How can you Buy Cryptocurrency or a Crypto Index?

If you want to buy cryptos or ETFs, you need a broker. You have a lot of choice, so if you want to know which brokers we use, we have them on this page; our recommended brokers are listed. We invest in cryptos with the following philosophy, and here is how I do it

“If the crypto market is going to boom, then you want to own a little bit, and if the crypto market collapses, then you want to own a little bit.”

What means I should buy a broadly diversified index of ETF!

What do I do myself to invest without batting an eye?

I have recently started buying myself a crypto index every month via Bitpanda.

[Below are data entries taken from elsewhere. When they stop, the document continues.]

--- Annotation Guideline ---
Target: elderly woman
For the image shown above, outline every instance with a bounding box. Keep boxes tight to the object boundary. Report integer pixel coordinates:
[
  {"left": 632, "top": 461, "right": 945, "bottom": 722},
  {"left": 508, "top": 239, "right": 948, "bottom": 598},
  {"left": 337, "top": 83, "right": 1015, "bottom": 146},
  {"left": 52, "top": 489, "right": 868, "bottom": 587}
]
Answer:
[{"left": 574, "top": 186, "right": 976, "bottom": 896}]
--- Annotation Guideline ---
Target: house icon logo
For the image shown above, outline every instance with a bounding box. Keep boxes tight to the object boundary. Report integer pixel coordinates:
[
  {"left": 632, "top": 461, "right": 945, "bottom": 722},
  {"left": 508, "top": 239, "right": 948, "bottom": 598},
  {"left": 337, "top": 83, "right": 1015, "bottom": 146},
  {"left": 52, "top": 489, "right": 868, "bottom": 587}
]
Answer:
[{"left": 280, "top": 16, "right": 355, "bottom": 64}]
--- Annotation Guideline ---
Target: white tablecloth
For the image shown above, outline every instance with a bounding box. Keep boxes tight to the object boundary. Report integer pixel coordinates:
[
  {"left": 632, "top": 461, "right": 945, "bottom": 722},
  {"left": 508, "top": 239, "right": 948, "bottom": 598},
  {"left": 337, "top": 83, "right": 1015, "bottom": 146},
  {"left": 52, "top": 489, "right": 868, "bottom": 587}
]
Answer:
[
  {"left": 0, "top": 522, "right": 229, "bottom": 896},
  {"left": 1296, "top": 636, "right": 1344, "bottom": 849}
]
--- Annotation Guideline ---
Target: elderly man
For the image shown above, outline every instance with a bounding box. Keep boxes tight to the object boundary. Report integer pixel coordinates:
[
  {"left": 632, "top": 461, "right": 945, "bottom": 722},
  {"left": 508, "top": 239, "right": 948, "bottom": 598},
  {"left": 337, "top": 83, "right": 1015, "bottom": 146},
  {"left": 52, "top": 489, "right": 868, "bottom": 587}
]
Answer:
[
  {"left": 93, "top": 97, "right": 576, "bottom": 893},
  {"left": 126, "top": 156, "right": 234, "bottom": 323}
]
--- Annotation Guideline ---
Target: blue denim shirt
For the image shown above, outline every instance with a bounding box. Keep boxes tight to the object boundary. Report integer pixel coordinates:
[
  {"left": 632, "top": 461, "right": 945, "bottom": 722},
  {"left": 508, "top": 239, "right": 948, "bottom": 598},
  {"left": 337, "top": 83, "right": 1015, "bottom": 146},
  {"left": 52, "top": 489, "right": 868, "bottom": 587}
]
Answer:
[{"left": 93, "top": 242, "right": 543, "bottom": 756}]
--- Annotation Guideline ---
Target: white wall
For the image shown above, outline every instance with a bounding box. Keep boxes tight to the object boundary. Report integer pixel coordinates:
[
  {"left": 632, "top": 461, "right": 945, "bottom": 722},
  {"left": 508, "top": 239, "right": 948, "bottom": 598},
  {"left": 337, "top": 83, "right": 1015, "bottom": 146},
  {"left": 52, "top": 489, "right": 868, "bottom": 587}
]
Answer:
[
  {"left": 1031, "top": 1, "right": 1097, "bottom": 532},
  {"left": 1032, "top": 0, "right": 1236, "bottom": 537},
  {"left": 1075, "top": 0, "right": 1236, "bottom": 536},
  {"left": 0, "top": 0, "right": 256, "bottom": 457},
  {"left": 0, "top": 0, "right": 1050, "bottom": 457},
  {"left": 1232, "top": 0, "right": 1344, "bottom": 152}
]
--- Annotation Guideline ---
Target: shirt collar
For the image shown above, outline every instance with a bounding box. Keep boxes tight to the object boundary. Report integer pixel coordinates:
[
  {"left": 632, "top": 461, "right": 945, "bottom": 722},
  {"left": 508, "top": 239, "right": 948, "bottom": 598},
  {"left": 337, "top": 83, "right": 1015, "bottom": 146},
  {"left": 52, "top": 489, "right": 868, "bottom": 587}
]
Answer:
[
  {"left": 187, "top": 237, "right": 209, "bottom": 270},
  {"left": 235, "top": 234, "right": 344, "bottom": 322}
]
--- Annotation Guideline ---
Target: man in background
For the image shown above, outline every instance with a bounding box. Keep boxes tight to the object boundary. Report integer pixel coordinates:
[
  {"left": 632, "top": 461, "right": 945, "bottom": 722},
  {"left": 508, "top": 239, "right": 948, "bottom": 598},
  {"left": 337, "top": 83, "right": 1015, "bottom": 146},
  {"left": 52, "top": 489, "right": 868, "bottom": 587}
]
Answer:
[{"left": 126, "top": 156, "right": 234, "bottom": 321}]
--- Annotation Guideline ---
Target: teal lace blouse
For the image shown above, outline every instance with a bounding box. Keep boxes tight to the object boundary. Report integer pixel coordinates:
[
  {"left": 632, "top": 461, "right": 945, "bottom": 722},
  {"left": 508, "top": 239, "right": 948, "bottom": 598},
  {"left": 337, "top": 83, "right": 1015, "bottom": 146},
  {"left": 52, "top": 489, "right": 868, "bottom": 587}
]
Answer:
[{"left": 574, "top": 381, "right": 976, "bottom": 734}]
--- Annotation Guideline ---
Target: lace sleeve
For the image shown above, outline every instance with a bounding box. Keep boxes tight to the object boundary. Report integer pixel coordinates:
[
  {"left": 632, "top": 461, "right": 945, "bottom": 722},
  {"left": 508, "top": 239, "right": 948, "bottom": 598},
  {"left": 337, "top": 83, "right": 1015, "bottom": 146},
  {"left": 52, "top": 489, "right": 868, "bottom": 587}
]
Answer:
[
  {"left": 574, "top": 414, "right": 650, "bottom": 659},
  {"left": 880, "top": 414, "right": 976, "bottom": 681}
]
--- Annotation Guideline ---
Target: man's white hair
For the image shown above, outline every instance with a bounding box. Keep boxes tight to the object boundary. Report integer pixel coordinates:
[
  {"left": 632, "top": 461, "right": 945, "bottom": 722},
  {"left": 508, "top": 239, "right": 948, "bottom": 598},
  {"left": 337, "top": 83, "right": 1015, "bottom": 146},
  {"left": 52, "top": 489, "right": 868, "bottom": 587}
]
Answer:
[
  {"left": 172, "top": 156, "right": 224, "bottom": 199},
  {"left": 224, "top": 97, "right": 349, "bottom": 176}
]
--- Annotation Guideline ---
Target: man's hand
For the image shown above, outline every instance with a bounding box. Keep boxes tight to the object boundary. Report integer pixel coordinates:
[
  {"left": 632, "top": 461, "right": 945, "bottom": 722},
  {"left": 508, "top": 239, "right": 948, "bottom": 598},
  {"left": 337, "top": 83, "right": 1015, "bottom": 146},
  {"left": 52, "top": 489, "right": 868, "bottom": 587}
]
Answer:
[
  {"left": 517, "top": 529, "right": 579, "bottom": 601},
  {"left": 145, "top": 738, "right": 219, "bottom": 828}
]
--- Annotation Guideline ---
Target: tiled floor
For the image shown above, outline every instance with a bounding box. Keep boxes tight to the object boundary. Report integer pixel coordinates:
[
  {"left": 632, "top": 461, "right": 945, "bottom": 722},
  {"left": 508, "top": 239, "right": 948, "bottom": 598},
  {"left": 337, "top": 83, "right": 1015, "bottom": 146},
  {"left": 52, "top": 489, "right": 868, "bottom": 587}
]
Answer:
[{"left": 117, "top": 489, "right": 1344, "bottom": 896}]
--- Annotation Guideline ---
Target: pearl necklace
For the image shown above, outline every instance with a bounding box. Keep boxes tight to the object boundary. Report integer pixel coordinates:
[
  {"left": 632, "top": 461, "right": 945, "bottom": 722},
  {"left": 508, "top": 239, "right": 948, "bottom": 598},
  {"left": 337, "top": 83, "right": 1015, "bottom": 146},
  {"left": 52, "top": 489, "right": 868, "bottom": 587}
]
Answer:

There, they can choose from 3 different indices, one of which is invested in the top 25 crypto coins. Personally, I think the spread is important, and that is why I chose the BCI25. With this index you buy, in my case every month, the top 25 cryptocurrencies based on market size and liquidity. This is possible from €10 per transaction.

This, dollar cost averages or a fixed amount periodically in this index; you don’t have to worry about the timing. The index automatically adjusts the weighting of your portfolio over time. This way you get nice average returns from the top 25 cryptocurrencies of the crypto market without having to worry much about it. If you want to buy cryptos or ETFs, you need a broker. You have a lot of choice, so if you want to see which brokers we use, we have them on this page; our recommended brokers are listed here.

Conclusion

History seems to repeat itself again and again, and if we assume that the crypto industry is here to stay, then it is reasonable to assume that the majority of blockchain assets will not get off the ground or will never return to their original form.

On the other hand, it is likely that some crypto projects will ultimately stand the test of time, but unfortunately it is impossible to predict which projects in particular will succeed, just like with choosing stocks.

If you want to achieve a return that beats the majority of investors, buying a broadly diversified index fund or ETF is the solution. This applies to shares, but also to cryptocurrency.

However, there is no guarantee that the cryptocurrency market will ever experience the same increases as a few years ago. Plus, cryptocurrencies and digital currencies can be part of portfolio diversification. Opinions are divided on whether that is a good idea, so it is now mainly a matter of personal philosophy.

If you believe in the future of cryptocurrency, and you want to start investing in it, or you are currently invested in it, it may be wise to take some basic investing rules into account. Make sure you are well spread out; don’t try to time it by spreading out, and have patience.

      PLEASE NOTE: Investing involves risks. You may lose your investment.